2008-04-12 22:40:46 | 行ったもの(美術館・見仏)
○国立西洋美術館 『ウルビーノのヴィーナス:古代からルネッサンス、美の女神の系譜』

http://www.nmwa.go.jp/

 ティツィアーノ作『ウルビーノのヴィーナス』(ウフィツィ美術館所蔵)を初めて日本で公開する展覧会。高田馬場だったか目白だったか、山手線の線路際に、この展覧会の大きな広告看板が掛かっていて、全身、白い肌もあらわに横たわったヴィーナスが、意味ありげな微笑みを車窓に向かって投げかけている。それがあんまり色っぽいので、ええ~いいのかな~と、私は見るたび面伏せになってしまう。確かキャッチコピーは「美神降臨」だった。ずいぶん思い切った広告戦略である。
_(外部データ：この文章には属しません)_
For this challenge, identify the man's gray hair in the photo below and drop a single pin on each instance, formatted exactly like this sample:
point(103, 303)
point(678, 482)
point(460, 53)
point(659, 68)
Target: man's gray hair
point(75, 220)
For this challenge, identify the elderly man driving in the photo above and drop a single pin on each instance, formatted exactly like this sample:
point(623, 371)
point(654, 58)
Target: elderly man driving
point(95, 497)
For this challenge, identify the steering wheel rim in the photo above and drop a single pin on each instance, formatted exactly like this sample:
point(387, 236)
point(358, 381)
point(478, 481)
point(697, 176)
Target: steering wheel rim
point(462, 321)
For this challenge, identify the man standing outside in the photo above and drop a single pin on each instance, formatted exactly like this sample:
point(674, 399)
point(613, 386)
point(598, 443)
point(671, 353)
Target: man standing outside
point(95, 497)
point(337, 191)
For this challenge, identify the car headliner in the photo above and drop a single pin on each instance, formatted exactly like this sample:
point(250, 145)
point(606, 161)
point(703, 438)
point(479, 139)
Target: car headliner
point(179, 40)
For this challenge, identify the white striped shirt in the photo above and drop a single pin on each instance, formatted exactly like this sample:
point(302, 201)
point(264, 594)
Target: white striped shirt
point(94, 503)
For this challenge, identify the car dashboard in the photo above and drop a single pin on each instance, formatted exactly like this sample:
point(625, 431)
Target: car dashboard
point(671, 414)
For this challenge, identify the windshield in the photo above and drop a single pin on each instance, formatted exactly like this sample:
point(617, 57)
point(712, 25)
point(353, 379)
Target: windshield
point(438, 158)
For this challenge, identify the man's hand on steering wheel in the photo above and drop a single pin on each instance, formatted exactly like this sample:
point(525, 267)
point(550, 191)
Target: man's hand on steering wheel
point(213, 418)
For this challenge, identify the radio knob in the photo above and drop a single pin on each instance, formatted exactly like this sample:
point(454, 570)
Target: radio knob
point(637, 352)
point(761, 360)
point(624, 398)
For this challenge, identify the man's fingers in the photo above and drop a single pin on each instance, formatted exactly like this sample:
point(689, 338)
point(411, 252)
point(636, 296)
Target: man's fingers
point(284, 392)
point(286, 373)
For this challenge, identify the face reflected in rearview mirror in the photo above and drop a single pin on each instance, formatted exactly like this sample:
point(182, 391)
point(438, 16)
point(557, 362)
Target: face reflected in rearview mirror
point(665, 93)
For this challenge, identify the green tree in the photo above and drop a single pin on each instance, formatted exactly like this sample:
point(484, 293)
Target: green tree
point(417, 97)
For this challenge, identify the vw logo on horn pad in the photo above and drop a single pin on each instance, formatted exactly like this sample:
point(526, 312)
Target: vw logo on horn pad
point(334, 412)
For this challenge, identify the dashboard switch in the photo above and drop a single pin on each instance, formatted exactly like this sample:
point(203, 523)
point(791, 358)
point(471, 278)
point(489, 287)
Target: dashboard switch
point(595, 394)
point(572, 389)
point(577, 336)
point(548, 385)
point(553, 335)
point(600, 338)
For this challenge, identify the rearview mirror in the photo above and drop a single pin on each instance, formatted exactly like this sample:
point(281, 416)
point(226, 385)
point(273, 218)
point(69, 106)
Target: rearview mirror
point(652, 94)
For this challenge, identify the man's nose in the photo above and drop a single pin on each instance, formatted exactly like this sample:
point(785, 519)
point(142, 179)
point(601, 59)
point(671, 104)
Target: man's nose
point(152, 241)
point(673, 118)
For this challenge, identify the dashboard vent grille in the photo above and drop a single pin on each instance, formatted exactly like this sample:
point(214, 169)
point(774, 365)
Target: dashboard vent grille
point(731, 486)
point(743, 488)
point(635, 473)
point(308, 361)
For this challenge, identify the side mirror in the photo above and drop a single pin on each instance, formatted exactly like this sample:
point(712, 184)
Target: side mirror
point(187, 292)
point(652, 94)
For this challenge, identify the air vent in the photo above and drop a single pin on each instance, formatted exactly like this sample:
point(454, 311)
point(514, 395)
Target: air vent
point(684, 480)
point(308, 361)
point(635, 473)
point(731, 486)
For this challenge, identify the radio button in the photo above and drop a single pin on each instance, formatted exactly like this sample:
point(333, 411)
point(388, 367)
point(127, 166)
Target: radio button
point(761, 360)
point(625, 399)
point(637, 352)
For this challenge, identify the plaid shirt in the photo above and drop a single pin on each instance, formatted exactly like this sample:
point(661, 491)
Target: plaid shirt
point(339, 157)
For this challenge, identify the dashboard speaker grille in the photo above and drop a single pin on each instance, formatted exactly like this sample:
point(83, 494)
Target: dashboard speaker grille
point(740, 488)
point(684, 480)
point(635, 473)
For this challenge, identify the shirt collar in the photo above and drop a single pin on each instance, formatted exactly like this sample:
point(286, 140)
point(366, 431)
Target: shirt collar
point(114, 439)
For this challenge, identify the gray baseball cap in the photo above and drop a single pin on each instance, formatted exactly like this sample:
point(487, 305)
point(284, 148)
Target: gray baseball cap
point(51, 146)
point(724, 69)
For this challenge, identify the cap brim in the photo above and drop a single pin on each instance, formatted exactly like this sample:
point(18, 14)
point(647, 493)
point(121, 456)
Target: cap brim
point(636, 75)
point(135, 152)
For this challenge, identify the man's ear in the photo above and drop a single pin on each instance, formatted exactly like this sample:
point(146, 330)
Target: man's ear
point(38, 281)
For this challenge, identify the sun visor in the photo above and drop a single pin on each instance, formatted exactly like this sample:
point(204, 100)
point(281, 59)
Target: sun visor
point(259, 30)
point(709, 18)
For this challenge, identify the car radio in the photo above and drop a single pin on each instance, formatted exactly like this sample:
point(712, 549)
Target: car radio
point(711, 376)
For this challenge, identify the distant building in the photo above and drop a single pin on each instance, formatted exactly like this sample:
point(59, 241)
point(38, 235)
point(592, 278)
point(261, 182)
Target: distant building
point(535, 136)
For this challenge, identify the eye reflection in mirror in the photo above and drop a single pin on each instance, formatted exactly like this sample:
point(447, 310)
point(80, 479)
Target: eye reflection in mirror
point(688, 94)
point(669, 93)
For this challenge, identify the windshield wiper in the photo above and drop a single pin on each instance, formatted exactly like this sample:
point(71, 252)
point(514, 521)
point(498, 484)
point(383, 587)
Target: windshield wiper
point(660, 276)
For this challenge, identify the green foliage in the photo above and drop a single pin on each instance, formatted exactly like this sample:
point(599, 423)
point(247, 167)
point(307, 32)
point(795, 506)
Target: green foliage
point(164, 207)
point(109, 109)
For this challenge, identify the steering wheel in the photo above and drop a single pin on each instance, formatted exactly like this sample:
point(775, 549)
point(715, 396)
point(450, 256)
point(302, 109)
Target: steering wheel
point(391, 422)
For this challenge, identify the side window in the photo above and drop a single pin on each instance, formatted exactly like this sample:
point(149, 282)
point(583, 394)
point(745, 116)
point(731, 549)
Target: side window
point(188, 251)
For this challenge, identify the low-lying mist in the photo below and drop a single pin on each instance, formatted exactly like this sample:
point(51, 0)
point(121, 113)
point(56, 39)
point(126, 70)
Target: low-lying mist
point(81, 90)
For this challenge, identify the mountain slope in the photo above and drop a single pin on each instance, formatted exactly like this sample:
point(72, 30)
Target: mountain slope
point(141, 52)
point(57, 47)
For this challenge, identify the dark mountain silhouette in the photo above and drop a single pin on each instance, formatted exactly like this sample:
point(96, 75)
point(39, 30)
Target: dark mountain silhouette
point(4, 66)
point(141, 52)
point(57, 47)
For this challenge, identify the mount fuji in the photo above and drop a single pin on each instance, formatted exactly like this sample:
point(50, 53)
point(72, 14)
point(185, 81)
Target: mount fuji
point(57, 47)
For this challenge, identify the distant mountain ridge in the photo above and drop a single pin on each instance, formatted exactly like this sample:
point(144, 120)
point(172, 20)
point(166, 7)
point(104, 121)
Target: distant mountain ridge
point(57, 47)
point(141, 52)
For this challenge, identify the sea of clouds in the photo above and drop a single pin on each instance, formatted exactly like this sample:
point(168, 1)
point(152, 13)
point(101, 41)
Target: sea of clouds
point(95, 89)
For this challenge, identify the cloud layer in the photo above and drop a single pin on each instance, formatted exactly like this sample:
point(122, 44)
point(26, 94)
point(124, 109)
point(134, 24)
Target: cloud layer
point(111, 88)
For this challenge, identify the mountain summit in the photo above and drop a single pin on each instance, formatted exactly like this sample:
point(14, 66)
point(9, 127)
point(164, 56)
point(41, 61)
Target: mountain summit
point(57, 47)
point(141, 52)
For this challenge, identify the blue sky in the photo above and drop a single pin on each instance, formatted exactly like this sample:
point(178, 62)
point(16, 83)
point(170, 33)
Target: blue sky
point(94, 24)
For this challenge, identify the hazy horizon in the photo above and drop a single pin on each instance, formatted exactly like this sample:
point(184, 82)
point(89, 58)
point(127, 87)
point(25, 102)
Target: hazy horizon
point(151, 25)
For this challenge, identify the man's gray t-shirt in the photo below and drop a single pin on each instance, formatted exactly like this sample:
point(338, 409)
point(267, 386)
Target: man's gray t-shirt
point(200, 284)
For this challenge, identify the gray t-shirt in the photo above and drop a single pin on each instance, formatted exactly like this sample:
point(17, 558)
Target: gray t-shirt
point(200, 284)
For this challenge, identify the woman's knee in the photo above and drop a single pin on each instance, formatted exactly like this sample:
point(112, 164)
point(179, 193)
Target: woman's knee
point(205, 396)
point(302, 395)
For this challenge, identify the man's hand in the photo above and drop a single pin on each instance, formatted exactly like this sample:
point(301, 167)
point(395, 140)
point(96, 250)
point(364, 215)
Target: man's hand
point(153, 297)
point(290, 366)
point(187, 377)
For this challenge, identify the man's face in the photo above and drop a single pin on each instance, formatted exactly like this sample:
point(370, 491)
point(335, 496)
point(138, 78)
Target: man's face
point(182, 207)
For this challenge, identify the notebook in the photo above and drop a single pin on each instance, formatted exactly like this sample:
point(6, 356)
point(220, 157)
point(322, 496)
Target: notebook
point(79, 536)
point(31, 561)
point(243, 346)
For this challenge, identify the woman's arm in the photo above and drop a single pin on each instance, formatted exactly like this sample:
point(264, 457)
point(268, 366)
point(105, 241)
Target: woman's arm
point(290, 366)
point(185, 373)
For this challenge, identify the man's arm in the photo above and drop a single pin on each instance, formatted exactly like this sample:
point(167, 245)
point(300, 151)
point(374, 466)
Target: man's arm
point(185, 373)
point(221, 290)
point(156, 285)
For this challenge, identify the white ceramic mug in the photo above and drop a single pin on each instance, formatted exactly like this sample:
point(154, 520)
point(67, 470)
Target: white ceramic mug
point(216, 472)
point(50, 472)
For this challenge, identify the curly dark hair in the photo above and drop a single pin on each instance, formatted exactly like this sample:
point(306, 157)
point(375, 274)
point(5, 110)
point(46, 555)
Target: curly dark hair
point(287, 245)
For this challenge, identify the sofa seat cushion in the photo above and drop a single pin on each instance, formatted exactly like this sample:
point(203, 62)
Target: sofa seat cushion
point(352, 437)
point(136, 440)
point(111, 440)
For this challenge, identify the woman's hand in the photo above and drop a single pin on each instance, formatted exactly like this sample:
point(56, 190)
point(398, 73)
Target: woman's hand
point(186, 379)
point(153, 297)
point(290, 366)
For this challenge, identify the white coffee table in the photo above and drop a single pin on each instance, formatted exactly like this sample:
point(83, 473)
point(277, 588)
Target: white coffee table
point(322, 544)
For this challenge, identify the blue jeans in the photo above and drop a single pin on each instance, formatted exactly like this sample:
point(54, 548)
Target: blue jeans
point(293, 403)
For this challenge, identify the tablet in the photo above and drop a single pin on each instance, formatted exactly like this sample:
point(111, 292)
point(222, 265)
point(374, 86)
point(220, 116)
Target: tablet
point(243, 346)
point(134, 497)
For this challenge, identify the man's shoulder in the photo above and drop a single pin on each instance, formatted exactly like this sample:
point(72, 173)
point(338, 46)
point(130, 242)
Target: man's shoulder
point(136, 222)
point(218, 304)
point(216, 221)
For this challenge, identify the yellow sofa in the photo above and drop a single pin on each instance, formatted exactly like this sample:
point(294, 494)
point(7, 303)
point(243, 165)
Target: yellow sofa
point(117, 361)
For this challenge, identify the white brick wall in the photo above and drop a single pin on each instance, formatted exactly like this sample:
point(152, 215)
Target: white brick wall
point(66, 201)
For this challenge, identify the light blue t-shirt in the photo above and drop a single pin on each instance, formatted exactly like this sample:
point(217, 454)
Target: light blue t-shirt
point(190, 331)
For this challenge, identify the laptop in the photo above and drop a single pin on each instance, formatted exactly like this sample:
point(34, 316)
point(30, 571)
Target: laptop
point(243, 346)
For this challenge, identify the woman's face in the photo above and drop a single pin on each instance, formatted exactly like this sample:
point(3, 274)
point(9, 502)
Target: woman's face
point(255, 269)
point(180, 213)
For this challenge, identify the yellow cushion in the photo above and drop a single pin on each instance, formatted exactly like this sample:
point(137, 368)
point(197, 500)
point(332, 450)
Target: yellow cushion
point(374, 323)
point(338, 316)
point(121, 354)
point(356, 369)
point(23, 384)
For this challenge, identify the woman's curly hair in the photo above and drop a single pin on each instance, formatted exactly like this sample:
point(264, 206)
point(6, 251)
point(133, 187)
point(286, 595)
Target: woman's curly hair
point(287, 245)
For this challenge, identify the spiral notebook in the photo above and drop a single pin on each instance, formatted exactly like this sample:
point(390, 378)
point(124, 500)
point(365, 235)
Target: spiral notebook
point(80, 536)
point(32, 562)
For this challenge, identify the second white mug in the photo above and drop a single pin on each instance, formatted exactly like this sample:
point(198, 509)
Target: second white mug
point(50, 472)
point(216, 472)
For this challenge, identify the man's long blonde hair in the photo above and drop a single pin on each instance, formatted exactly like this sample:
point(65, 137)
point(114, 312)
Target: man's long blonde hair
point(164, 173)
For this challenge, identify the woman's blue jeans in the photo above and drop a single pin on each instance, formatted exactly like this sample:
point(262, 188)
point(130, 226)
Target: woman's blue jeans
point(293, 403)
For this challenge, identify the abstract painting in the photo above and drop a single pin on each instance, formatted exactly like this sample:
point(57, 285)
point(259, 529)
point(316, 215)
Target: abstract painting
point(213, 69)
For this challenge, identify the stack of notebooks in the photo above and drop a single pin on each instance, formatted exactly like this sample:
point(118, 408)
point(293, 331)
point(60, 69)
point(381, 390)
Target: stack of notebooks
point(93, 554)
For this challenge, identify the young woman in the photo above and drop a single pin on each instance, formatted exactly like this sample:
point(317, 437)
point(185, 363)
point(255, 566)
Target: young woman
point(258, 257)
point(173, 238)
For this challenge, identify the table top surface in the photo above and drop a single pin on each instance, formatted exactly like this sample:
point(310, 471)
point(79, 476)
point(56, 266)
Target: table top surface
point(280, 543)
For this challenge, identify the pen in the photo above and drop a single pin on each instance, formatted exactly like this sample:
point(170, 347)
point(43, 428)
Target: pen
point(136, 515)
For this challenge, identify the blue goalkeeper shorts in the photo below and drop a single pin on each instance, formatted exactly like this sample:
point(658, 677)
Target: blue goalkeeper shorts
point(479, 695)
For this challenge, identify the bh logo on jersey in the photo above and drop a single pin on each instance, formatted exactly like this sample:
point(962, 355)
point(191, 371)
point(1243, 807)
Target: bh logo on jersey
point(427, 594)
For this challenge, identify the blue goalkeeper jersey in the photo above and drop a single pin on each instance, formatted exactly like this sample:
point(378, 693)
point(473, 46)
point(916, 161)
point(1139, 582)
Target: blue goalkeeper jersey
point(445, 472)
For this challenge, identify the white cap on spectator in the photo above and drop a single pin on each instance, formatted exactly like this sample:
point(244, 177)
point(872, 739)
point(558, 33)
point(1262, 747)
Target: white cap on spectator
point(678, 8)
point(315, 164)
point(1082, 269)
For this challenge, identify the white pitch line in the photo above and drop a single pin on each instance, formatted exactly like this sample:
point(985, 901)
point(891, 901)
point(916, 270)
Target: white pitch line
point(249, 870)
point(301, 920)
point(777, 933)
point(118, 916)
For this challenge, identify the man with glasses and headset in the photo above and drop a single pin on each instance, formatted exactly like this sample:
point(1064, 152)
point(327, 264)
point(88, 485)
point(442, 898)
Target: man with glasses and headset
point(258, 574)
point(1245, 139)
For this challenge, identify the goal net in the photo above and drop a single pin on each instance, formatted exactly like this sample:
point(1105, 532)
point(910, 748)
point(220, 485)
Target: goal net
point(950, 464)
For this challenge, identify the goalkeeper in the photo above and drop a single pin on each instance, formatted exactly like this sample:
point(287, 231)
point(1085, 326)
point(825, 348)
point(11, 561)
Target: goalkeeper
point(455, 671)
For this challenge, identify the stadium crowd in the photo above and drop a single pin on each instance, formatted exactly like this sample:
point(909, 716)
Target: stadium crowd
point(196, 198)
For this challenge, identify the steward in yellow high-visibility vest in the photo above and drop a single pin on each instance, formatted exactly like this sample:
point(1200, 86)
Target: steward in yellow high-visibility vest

 この展覧会、実は『ウルビーノのヴィーナス』だけでなく、古代、ルネサンス、バロック初期に至るまでの、ヴィーナスを主題とする絵画、彫刻など約70点が併せて展示されている。最近、そのことを知って、それじゃあ見に行こうという気持ちになった。会場の冒頭は、私の好きなギリシアの赤絵壺や、カメオなど、古代のヴィーナスに迎えられる。

 ルネサンス期については、岡田温司さんの『もうひとつのルネサンス』にも出てきた婚礼家具の長持ち(カッソーネ)や誕生盆の実物を見ることができ、興味深かった。書籍も多かった。メディチ家の庇護の下、最初に誕生したヴィーナスは、プリニウス『博物誌』(1458年刊)の1頁に描かれた小さな図像だそうだ。それから、奇妙な焼きものもあった。

 しかし、何といっても『ウルビーノのヴィーナス』。奇跡の美肌である。この展覧会に集められたヴィーナスは、比較的、肉付きのいい美神が多い。三段腹だったりして。それに比べると、胸のふくらみの下からお腹にかけてが薄くて幼い感じがする。胸は、彼女だけでなく、美神の伝統的プロポーションって、そんなに大きくないのが標準のようだ。最近の巨乳好みって、社会が下品になった結果じゃないかと思う。モデルには諸説あるそうだが、かなり若い女性だと思われ、正直、ちょっと”ロリ趣味”の危うさが匂う。まあ、ルネサンス期には、若い女性と初老の男性の”年の差婚”が一般的だったと言うし。

 絵画的に眺めると、画面を左右に区切る真っ黒な衝立(?)。よく見ると、深緑のカーテンが斜めに掛かっており、白いシーツの下の赤(に黒の小花模様)の寝具と計算された対照を形づくっている。寝具のファブリックがきれいだなあと思っていたら、横浜・元町のキタムラヤがこれを再現したバッグ(拡大すると細部も分かる)を作ってしまった。欲しい~。でも、これを持って行くようなお出かけ先もないしなあ。

 思い起こせば、昨年の春は、東博にレオナルド・ダ・ヴィンチ『受胎告知』がやって来て、その余波で、私は岡田温司さんの『処女懐胎』等々を読んで、西洋絵画に関心が戻った。2007年は聖母マリア、2008年はヴィーナス。さて、来年は?

■参考:サルヴァスタイル美術館「ティツィアーノ・ヴェチェリオ」
http://www.salvastyle.com/menu_renaissance/tiziano.html
『ウルビーノのヴィーナス』を見ながら、自然と頭に浮かんでいたのが、マネの『オランピア』。犬と猫の対比など、興味深い指摘あり。